In practice, we all do a little bit of each, in varying proportions. And ultimately it doesn’t matter that much what approach you choose: one of the reasons democracy works well is that it aggregates the choices of so many people that any one person’s choice doesn’t matter that much. So we end up with a result that somehow reflects the population’s preferences for the specific policy points, for overall ideological alignment, and for the qualities of the people involved. It doesn’t work perfectly, obviously. But that’s what democracy is. It’s imperfect by design, and that’s why it works well.
Thanks to Andrew Burleson for comments on a very early draft of this post.
In Quebec, federalism (pro remaining in Canada) vs. sovereigntist (pro leaving Canada) has been the main political divide since the 1970s.
Whether you consider “national” to mean Quebec or Canada, both of which are common usage.

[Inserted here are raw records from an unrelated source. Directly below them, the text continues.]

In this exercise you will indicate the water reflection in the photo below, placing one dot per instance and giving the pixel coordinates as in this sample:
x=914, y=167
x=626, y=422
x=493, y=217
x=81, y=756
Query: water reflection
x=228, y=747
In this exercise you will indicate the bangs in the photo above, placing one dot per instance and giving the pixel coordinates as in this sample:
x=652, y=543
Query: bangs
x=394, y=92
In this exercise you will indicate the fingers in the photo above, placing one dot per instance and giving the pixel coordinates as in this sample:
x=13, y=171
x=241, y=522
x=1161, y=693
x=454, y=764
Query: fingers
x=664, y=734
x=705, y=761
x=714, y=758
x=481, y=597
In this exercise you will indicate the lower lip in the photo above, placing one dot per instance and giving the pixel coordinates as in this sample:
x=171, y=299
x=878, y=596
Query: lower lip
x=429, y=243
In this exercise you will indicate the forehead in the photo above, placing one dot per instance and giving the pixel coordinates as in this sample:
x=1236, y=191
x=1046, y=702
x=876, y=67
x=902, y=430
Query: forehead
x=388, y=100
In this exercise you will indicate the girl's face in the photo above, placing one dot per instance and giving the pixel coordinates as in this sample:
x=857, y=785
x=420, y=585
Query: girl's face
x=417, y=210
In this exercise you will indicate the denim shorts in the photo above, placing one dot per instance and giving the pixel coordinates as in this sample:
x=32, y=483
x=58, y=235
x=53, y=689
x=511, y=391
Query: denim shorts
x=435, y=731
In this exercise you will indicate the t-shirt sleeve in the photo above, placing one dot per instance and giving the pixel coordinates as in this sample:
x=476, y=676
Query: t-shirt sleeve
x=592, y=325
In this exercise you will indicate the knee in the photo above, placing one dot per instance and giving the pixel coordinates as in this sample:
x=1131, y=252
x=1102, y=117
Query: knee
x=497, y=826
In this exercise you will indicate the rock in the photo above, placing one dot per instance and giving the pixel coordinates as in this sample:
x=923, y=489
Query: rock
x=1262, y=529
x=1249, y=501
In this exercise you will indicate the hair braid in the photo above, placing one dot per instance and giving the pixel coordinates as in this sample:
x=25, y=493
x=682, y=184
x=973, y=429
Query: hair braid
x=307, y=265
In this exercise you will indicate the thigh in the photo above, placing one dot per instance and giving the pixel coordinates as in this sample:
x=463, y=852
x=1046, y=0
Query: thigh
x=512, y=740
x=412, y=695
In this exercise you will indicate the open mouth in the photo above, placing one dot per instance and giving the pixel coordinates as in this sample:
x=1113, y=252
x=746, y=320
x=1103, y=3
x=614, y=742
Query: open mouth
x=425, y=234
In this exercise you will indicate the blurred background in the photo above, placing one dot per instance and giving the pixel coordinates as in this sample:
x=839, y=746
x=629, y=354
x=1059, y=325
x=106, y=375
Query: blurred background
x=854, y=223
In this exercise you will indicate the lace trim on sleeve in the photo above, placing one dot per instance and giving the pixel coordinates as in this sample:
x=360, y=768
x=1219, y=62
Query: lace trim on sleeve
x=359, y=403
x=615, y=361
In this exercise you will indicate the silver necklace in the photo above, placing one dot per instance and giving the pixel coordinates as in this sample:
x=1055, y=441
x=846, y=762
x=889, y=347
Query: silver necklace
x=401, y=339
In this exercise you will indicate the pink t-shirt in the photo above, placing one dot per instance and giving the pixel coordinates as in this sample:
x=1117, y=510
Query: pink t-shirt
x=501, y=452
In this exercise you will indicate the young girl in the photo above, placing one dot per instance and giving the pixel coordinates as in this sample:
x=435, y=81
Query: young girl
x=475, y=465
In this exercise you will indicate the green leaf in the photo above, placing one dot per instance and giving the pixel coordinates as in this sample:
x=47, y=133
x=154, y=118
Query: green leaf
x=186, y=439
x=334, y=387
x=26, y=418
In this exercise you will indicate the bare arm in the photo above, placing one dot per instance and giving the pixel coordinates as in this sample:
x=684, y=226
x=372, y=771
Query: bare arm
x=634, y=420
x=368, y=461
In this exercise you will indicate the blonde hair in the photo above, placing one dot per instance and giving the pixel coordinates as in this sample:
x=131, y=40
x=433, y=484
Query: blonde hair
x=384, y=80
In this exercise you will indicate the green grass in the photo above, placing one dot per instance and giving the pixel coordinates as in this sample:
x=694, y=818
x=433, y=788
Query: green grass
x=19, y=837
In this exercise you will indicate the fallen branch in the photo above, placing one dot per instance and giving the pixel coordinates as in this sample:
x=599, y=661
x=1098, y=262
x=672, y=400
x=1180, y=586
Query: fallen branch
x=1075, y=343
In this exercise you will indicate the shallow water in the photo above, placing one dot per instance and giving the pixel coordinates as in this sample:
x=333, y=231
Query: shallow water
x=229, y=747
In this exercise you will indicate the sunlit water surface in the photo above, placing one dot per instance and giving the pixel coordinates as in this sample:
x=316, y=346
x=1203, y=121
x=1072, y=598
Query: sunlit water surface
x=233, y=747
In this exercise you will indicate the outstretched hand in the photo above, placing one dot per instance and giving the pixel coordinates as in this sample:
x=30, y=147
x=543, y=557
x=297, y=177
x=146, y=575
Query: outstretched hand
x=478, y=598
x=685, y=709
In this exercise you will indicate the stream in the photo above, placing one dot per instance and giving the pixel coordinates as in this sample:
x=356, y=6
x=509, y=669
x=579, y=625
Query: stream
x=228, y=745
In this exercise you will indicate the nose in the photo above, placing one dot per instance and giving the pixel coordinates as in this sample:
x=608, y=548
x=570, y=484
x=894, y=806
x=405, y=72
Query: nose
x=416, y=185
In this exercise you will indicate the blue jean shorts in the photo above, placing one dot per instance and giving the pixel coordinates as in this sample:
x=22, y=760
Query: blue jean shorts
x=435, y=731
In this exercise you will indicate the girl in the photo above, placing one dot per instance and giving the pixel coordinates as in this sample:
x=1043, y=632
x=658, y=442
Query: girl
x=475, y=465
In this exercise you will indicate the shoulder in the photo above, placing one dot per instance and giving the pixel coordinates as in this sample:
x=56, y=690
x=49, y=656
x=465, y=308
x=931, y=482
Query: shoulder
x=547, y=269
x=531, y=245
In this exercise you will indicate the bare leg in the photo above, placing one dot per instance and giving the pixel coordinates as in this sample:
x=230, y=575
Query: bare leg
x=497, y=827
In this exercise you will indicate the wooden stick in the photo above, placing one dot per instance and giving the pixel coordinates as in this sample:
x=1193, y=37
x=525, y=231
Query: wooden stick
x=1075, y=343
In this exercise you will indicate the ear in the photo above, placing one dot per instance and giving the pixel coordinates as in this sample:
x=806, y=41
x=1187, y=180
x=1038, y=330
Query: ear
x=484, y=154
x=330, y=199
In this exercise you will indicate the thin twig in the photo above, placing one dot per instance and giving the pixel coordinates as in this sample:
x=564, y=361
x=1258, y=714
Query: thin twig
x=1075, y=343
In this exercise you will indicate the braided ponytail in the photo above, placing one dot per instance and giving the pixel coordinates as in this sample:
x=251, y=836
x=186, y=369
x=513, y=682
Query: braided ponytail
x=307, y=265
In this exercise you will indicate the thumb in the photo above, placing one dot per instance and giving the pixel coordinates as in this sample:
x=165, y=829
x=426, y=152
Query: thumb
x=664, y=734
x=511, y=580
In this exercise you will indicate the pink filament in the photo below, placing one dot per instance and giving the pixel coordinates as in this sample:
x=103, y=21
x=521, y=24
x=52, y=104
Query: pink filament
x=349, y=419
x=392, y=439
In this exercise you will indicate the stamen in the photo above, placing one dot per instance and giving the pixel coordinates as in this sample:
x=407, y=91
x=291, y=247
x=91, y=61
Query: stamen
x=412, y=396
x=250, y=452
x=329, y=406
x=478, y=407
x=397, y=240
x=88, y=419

An aside: I recently visited Santa Fe, in New Mexico. A friend’s friend who lives there told us about a hot-button local political issue. In the city’s main square there used to be an obelisk called the Soldiers’ Monument. The monument has been controversial because of its references to the local indigenous people (“savage Indians” engaged in battles against the soldiers the monument commemorates). In 2020, protesters toppled the monument, and apparently it became the talk of the town for the next few years: what should we do with the obelisk, and with the people who brought it down? It’s apparently still an issue in the upcoming election three days from now. My friend’s friend said he felt like the only person in the whole town who cared about any issue other than the obelisk, such as education or whatever. We might say this is a failure mode of the “deontology” approach: sometimes one particular way of simplifying electoral choice becomes so salient that it overshadows everything else.